Limitations & Future Work

  • The pipeline relies on MoGe-2 for point cloud estimation; quality may degrade in scenes with sparse texture or heavy occlusion.
  • The textual reference verification step has a limited pass rate, falling back to category labels and bounding boxes upon verification failure.
  • L3 spatial problem-solving questions are generated by GPT, potentially introducing bias and insufficient diversity.
  • Validation is conducted only on PaliGemma2-3B; whether the findings generalize to larger models remains unclear.
  • Evaluation is limited to static single-image scenes; 3D spatial understanding in video or multi-view settings is not addressed.
  • vs. SpatialRGPT: SpatialRGPT addresses only L1–L2 quantitative tasks and uses relative depth. HiSpatial covers all four levels and uses metric-scale point clouds, improving quantitative accuracy from 56.22% to 79.28%.
  • vs. MM-Spatial: Both use RGB-D input and a 3B model, but HiSpatial's hierarchical data is more comprehensive (2B QA pairs), improving quantitative average from 68.70% to 79.28%.
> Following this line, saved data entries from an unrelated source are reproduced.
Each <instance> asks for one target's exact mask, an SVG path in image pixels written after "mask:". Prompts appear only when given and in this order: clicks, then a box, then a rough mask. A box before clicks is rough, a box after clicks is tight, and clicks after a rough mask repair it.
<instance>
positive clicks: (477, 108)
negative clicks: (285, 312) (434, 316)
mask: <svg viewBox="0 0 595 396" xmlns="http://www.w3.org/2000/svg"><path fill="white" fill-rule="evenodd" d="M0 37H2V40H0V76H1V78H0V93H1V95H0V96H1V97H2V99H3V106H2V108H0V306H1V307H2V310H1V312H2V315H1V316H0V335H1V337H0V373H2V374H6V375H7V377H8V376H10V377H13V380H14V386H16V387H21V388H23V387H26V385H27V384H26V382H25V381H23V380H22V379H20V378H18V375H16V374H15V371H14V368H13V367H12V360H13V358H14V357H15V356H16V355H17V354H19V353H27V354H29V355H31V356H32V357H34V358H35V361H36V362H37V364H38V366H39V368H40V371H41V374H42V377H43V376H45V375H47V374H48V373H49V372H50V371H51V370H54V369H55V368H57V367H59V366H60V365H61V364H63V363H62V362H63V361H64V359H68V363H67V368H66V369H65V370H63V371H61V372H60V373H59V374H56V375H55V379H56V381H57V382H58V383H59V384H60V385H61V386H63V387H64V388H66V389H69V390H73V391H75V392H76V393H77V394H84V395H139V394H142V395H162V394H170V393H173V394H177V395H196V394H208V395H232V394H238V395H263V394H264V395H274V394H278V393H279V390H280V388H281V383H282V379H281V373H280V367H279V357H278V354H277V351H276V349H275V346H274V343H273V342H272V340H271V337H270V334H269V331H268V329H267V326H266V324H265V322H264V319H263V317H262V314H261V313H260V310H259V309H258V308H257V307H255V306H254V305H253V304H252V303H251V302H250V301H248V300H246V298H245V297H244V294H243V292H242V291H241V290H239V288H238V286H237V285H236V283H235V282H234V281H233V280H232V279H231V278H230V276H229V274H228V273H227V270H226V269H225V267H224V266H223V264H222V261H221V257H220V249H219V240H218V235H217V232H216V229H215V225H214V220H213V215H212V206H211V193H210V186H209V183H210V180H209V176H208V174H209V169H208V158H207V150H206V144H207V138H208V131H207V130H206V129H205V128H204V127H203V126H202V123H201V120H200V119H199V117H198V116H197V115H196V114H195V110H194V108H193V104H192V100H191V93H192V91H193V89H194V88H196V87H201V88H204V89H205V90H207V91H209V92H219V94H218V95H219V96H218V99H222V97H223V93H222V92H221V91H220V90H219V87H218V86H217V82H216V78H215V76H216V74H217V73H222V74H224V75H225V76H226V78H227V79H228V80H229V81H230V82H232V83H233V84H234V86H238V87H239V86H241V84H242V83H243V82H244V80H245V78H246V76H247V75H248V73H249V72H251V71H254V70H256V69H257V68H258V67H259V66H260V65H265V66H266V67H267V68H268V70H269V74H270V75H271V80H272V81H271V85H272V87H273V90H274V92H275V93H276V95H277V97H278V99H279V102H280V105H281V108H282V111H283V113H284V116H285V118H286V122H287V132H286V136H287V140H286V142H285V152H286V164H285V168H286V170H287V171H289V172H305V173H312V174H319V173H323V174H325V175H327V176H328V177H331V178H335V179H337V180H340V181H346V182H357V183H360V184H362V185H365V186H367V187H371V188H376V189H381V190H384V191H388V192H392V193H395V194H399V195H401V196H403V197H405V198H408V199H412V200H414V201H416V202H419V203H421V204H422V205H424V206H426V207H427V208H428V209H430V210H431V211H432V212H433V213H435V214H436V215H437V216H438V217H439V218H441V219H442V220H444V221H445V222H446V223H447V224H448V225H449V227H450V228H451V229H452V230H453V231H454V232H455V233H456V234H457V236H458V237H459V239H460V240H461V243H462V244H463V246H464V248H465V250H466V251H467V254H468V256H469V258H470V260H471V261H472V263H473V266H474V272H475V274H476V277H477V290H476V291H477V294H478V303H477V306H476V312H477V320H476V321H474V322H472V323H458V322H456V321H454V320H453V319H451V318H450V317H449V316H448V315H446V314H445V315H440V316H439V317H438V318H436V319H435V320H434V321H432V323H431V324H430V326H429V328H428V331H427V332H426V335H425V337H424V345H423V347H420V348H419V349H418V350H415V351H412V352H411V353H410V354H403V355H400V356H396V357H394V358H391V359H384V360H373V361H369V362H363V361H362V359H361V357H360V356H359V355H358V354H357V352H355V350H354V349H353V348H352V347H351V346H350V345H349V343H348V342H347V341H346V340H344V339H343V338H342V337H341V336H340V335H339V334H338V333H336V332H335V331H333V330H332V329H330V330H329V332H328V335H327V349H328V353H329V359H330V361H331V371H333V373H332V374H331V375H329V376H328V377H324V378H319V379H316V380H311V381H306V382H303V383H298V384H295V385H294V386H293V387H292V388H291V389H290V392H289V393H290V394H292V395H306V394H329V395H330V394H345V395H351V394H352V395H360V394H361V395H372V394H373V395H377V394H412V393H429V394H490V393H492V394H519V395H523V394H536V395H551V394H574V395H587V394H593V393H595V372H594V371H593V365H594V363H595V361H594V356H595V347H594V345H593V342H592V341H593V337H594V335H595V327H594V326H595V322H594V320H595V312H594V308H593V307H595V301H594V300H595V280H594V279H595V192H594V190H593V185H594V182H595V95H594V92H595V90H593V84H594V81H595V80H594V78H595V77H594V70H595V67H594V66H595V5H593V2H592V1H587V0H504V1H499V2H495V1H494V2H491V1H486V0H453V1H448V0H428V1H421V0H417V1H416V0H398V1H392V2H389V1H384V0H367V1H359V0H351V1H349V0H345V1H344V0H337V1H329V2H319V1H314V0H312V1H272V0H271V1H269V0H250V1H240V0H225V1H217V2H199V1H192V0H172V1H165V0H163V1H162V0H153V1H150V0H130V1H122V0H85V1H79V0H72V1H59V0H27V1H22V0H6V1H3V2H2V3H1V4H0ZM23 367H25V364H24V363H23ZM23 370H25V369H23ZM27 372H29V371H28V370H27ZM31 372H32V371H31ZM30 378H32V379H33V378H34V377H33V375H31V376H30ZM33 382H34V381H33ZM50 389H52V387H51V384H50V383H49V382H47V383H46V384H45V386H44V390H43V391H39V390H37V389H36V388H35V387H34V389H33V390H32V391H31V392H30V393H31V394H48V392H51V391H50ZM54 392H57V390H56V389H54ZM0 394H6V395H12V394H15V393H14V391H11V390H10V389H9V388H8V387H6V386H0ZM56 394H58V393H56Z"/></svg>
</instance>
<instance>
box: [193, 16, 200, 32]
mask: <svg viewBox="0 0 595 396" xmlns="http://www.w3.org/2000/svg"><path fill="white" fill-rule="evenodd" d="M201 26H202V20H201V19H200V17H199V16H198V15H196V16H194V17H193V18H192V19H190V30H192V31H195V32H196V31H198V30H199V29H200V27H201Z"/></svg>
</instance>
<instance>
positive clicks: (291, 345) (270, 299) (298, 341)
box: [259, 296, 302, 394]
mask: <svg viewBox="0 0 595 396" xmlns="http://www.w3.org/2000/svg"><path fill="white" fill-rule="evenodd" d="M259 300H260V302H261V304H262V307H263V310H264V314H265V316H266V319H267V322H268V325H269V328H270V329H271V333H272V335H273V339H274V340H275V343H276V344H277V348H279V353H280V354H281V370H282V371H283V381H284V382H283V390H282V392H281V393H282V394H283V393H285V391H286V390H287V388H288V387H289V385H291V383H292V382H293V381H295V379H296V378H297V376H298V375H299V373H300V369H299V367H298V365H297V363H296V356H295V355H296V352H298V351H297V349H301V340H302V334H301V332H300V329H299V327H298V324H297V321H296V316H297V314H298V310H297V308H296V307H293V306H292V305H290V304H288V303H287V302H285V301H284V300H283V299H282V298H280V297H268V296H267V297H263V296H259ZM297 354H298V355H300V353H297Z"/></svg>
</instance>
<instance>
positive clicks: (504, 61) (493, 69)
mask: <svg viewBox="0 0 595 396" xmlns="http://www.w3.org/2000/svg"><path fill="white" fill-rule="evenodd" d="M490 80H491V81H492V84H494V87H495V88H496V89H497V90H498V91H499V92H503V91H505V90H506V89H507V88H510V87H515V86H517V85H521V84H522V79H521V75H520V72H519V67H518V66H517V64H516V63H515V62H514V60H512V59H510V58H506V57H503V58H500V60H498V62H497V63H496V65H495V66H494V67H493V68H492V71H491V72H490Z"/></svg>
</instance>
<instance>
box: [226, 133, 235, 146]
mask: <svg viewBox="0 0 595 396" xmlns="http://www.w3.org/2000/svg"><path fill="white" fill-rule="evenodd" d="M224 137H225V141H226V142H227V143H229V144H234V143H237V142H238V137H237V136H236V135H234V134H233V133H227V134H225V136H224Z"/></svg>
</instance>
  • vs. RoboRefer: RoboRefer focuses on spatial referencing in embodied settings and lacks systematic hierarchical design. HiSpatial also achieves superior performance on RoboSpatial (86.18% vs. 84.55%).

Rating

  • Novelty: ⭐⭐⭐⭐ The four-level hierarchy is conceptually intuitive but rigorously executed; the inter-level dependency analysis constitutes a genuine novel contribution.
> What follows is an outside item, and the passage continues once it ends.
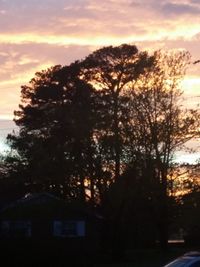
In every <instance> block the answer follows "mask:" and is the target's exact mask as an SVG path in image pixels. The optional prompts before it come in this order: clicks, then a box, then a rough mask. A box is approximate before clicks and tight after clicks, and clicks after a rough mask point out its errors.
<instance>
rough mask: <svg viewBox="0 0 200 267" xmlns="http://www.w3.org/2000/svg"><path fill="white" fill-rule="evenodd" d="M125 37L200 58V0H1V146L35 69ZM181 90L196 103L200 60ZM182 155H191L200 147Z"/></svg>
mask: <svg viewBox="0 0 200 267" xmlns="http://www.w3.org/2000/svg"><path fill="white" fill-rule="evenodd" d="M123 43H128V44H134V45H136V46H137V47H138V48H139V50H149V51H154V50H157V49H163V50H168V49H185V50H187V51H189V52H190V53H191V56H192V61H195V60H198V59H200V49H199V47H200V0H0V151H1V150H2V148H4V147H5V146H4V145H3V140H4V139H5V136H6V134H7V132H10V131H12V129H13V128H15V125H14V123H13V122H12V121H11V120H12V118H13V111H14V110H17V109H18V105H19V103H20V86H21V85H24V84H27V83H28V82H29V81H30V79H31V78H33V77H34V74H35V72H36V71H41V70H43V69H46V68H48V67H50V66H53V65H56V64H61V65H67V64H69V63H71V62H73V61H74V60H76V59H82V58H84V57H85V56H87V55H88V54H89V53H91V52H92V51H94V50H96V49H98V48H100V47H103V46H107V45H113V46H115V45H120V44H123ZM183 90H184V96H185V104H186V105H187V106H191V107H195V105H196V104H198V103H199V102H200V64H196V65H193V64H191V65H190V67H189V68H188V71H187V75H186V77H185V79H184V82H183ZM190 145H191V146H192V147H197V146H198V143H197V142H196V143H195V144H194V143H191V144H190ZM180 156H181V157H183V158H184V159H186V160H191V159H194V158H195V159H196V158H197V157H200V153H198V152H196V153H193V154H192V155H191V154H190V155H188V154H183V153H182V154H181V155H180Z"/></svg>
  • Experimental Thoroughness: ⭐⭐⭐⭐⭐ Seven external benchmarks, an in-house benchmark, detailed ablations, and general capability evaluations—exceptionally comprehensive.
  • Writing Quality: ⭐⭐⭐⭐ Clear structure, information-rich figures and tables, and detailed pipeline descriptions.
  • Value: ⭐⭐⭐⭐⭐ The data pipeline and hierarchical framework offer high reference value to the community; the 3B model surpassing GPT-5 serves as a compelling demonstration.